Wissenschafts- und Forschungsminister zu Gast am Atominstitut der TU Wien - Inbetriebnahme des Forschungsreaktors vor rund 50 Jahren

Utl.: Wissenschafts- und Forschungsminister zu Gast am Atominstitut
der TU Wien - Inbetriebnahme des Forschungsreaktors vor rund
50 Jahren =

Wien (OTS) - "Der Forschungsreaktor am Atominstitut der Technischen
Universität Wien ist ein wesentliches Grundlagenforschungsinstrument
und die Basis für exzellente Forschung, gerade auch in
Sicherheitsfragen", so Wissenschafts- und Forschungsminister Dr.
Karlheinz Töchterle, der gestern Nachmittag anlässlich der
Inbetriebnahme des Forschungsreaktors vor rund 50 Jahren an einer
Veranstaltung am Institut teilgenommen hat. Der wissenschaftliche
Output der vergangenen 50 Jahre ist beeindruckend: Rund 4.000
Publikationen, knapp 700 Diplomarbeiten, etwa 400 Dissertationen, 1
Wittgensteinpreis (Dr.
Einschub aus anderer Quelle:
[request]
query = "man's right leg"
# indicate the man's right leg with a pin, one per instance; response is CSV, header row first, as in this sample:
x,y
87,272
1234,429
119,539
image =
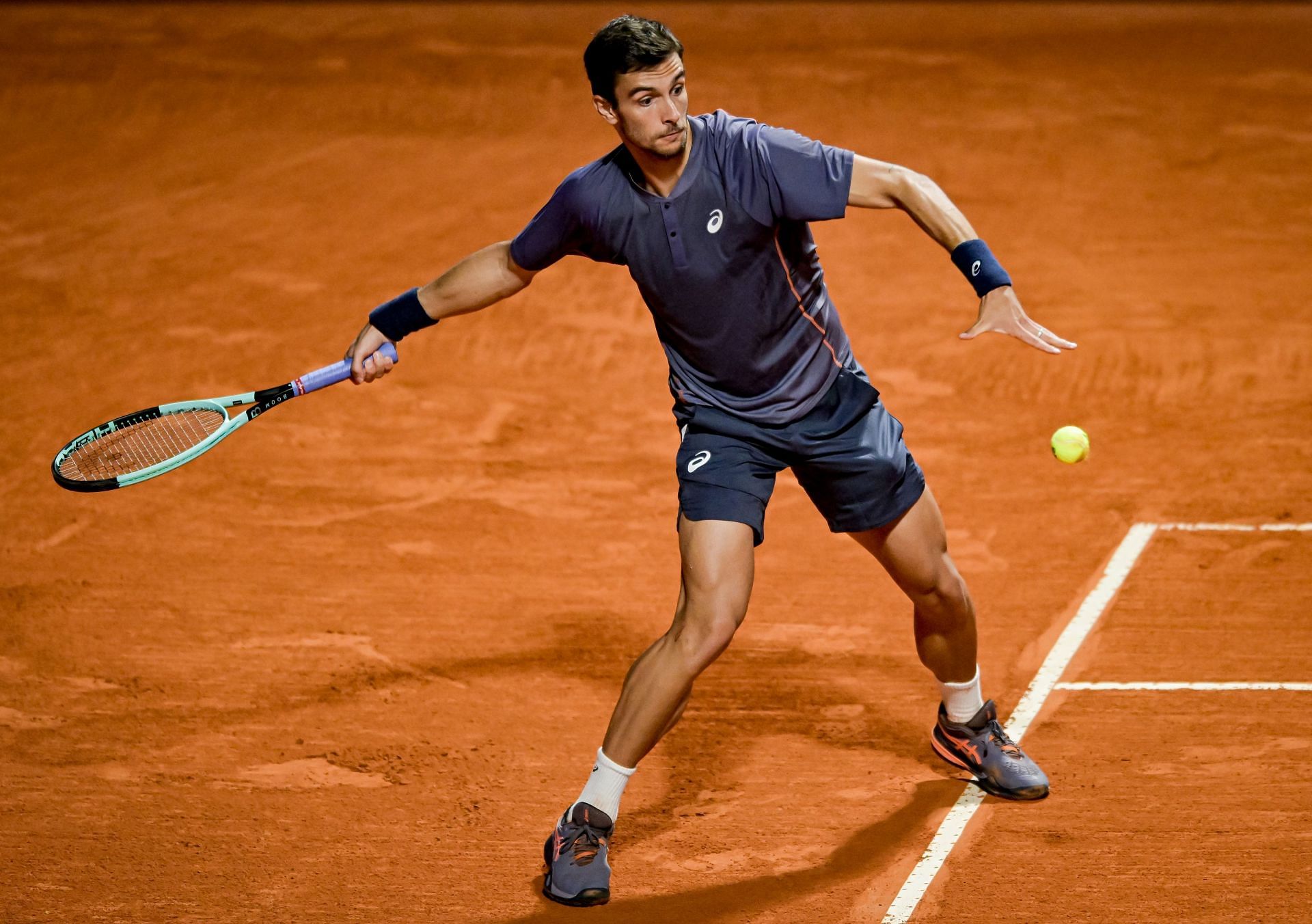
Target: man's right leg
x,y
718,567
Jörg Schmiedmayer) und zwei START-Preise des
Wissenschaftsfonds FWF. Weiters kann das Atominstitut rund vier
Millionen Euro jährlich an Drittmitteln einwerben. Dazu haben auch
zwei Grants des Europäischen Forschungsrates (European Research
Council, ERC) beigetragen.

Beim TRIGA-Reaktor (Training, Research, Isotope Production, General
Atomic = TRIGA) handelt es sich um einen Forschungsreaktor, der für
Ausbildung, Forschung und Isotopenproduktion eingesetzt wird. Am
Atominstitut werden betrieblicher Strahlenschutz sowie sechs
Forschungsbereiche behandelt; die Schwerpunkte dabei sind: Angewandte
Quantenphysik, Atomphysik und Quantenoptik, Kern- und Teilchenphysik,
Neutronen- und Quantenphysik, Strahlenphysik sowie
Tieftemperaturphysik und Supraleitung. Zahlreiche Bereiche sind
international sehr gut vernetzt, andere leisten wertvolle
Ausbildungs- und Trainingsarbeit für internationale Organisationen,
beispielsweise die Internationale Atomenergiebehörde mit Sitz in
Wien. Das Atominstitut bietet auch ein umfassendes Lehrangebot.

Durch den Austausch der Brennstäbe im Vorjahr, der dank der
engagierten Zusammenarbeit aller Beteiligten reibungslos verlief, ist
die Forschungsarbeit im Forschungsreaktor bis 2025 gesichert. Denn:
Der Forschungsreaktor liefert auch Wissen, das im Sinne einer
kritischen Haltung gegenüber der Kernenergie benötigt wird. Weiters
wird die Schulung und Weiterbildung von
Sicherheitskontrollinspektor/innen auch hohem Niveau gewährleistet.